議会政治家の申し子としての角栄その1、選挙区守護能力

 更新日/2017(平成29).5.8日

 (れんだいこのショートメッセージ)

 ここで、議会政治家の申し子としての角栄考をしておく。これは、1・選挙区守護能力、2・陳情政治能力、3・政治能力の三論から構成される。角栄は、生粋の党人派政治家であり、大衆的支持基盤を持つ議会政治の落とし子代議士であった。それを証左する事項を以下掲げる。これを知れば、角栄こそ左派政治家の鏡と云うべきだろう。逆に、仮に社共の政治家の実態を見よ、無能さばかりが見えてくるではないか。角栄の政界追放は国際金融資本帝国主義の差し金に相違ないが、これに呼応した日本サヨ運動派は、ひょっとして手前達のそういう無能さと正体暴露から来るジェラシーだったのではなかろうか。

 2006.10.26日再編集 2010.1.4日再編集 れんだいこ拝



【1、「戸別訪問は3万軒、辻説法は5万回」】

 角栄は、戦後の普通選挙制度を重視しており、大衆的支持基盤を持つ議会政治の落とし子代議士であった。次のような語録を残している。

 「戸別訪問は3万軒、辻説法は5万回、雨の日も風の日もやれ。聴衆の数で手抜きはするな。流した汗と、ふりしぼった知恵だけの結果しか出ない。選挙に僥倖などあるものか。そして、選挙民には口でいって見せるだけでは絶対駄目だということだ。、必ず、自分で率先してやってみせろ。政治は結果である。そのためにこそ、選挙区をくまなく歩くことだ。選挙民が何を一番望んでいるのか、何に一番困っているのかを、他の誰よりも早くつかまなきゃいかん。とにかく歩け、歩いて話を聞け。しかし、それで終わったら並みの代議士に過ぎない。それをやった上で、現実のものにしてはじめて政治家というものだ。オレはそれを、最初から一人でやってきた」。

 「角栄の戸別訪問3万軒、辻説法5万回」は、ひたすら頭を下げて投票を頼む「通リ過ぎ連呼」ではない。「政治とは国民の生活そのものである」の信念に基づき、時に車座になり、有権者と目の高さを合わせ、その要望する「政治の声」を聞いた。それをその場受けの空約束、空手形にすることなく能う限り角栄政治に具現させた。この政治姿勢に対する信頼があればこそ、何が起り襲おうと角栄支持が失われることはなかった。粗脳の評論士が新潟県民の見識を愚弄したが、嗤われるべきは肩書きばかり立派で中身の評論士の方であったであろう。

 羽田孜は、回顧録で次のように記して角栄の「戸別訪問は3万軒、辻説法は5万回話」を裏付けている。

 「君の場合はお父さんが大変に苦労しながら築いた地盤だから間違いなく当選する。しかし、当選するだけじゃ駄目だよ。これから三万軒歩け」。
 「君は当選してから本当の仕事をやっていくためにも各地域の実情をしっかり見て来い。君の選挙区は日本の地方の一つの縮図なんだから、そこをキチンと見てくれば日本の国全体をキチンと語ることができるようになる。とにかく歩いて来い」。

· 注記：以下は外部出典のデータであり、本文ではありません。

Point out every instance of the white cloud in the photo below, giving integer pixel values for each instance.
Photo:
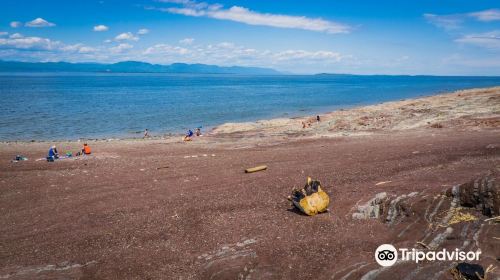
(489, 40)
(128, 36)
(16, 36)
(247, 16)
(308, 55)
(447, 22)
(39, 22)
(454, 21)
(187, 41)
(165, 49)
(486, 15)
(78, 48)
(121, 48)
(28, 43)
(100, 28)
(15, 24)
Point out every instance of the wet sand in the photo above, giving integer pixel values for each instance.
(164, 209)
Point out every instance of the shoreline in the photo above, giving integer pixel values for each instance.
(172, 209)
(287, 126)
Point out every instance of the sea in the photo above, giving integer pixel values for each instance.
(71, 106)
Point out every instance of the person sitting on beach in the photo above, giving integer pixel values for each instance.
(86, 149)
(188, 135)
(53, 154)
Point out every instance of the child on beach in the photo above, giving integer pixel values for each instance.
(86, 149)
(53, 154)
(188, 135)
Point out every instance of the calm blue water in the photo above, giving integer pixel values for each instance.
(46, 106)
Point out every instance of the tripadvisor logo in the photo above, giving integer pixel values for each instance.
(388, 255)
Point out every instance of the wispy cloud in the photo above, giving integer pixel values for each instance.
(187, 41)
(120, 48)
(17, 41)
(447, 22)
(454, 21)
(127, 36)
(39, 22)
(101, 28)
(247, 16)
(15, 24)
(487, 15)
(490, 40)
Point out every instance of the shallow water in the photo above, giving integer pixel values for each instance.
(66, 106)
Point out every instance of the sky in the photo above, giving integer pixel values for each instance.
(304, 37)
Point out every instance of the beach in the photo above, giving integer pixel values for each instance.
(162, 208)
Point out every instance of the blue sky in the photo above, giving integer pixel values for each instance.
(363, 37)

 角栄の薫陶を受けた羽田は、角栄を次のように評している。
 「大変な努力家であると同時に政治の天才だったなと。あの人のことを思うと今でも気持ちが躍動するね」。

  角栄らしい物言いとして次のような演説がある。

 「私は役人は怖くねーが、あんたら地元の人が一番怖い」とおどけていた。
 「大学出も、70、80のばあさんも同じ一票」

 角栄の二度目の選挙時から応援してきた小倉康男・元六日町懲戒議員、六日町越山会会長は、田中の選挙戦について次のように語っている。

 「とにかく田中先生は、最初の選挙に落ちて以来、新潟三区の特に山間部の農村部をくまなく、それも何度も歩き回った。麦わらで作った笠を被り、地下足袋に脚半、冬になるとつぎはぎだらけの長靴で‐‐‐‐。そして誘われるとどの家にでも上がって大胡座をかき、村の衆と一緒に酒を飲んで何時間でも喋った。それまで、こんな政治家は一人もいなかった」。
 「農民達が、初めて同じ目線で話ができる政治家、それが田中角栄だった。新潟三区の保守系の政治家として選挙に強かったのは、大きな回船問屋の養子である旦四郎や、新潟で有数の旅館チェーンの息子である大野市郎などであったが、彼らは都市部の旦那衆に守られていて、雪で道が閉ざされた農村部には足を踏み入れようとしなかった」。
 「山に近い村は半年は雪に埋もれて何も出来ない。病人が出ても、道が雪に埋まって町の病院に連れて行けずに死んでしまう。男達は出稼ぎに東京へ行かなければならない。水も米も、電機も人間も全部東京に取られて、貧しい不便な生活を強いられている。そんな新潟県人の憤懣、怨念を村人達は田中先生にぶちまけたのだよ」。

 角栄のそういう選挙姿勢が「金帰火来」を生んでいくことになった。自民党の「金帰火来」は他のどの政党よりも地元民に対する国政報告を日頃から地道にしていくことになった。自民党が選挙に強いのは、単に金権に拠るのではなく、そういう普段からの足腰の強さにあった、と認めるべきだろう。

【2、「陳情受付け大衆政治家」その4、田崎の陳情政治評】
 田崎は、次のように陳情政治評をしている(「」より転載する)。
 「人の選挙をやらずして派閥の長になれるか。130選挙区(衆院の中選挙区)、1日1回選挙区回っても130日、2日ずつ回れば260日。選挙の応援をやっていれば、いざという時、議員の後援会が黙っちゃいない」(1982.12.16日)。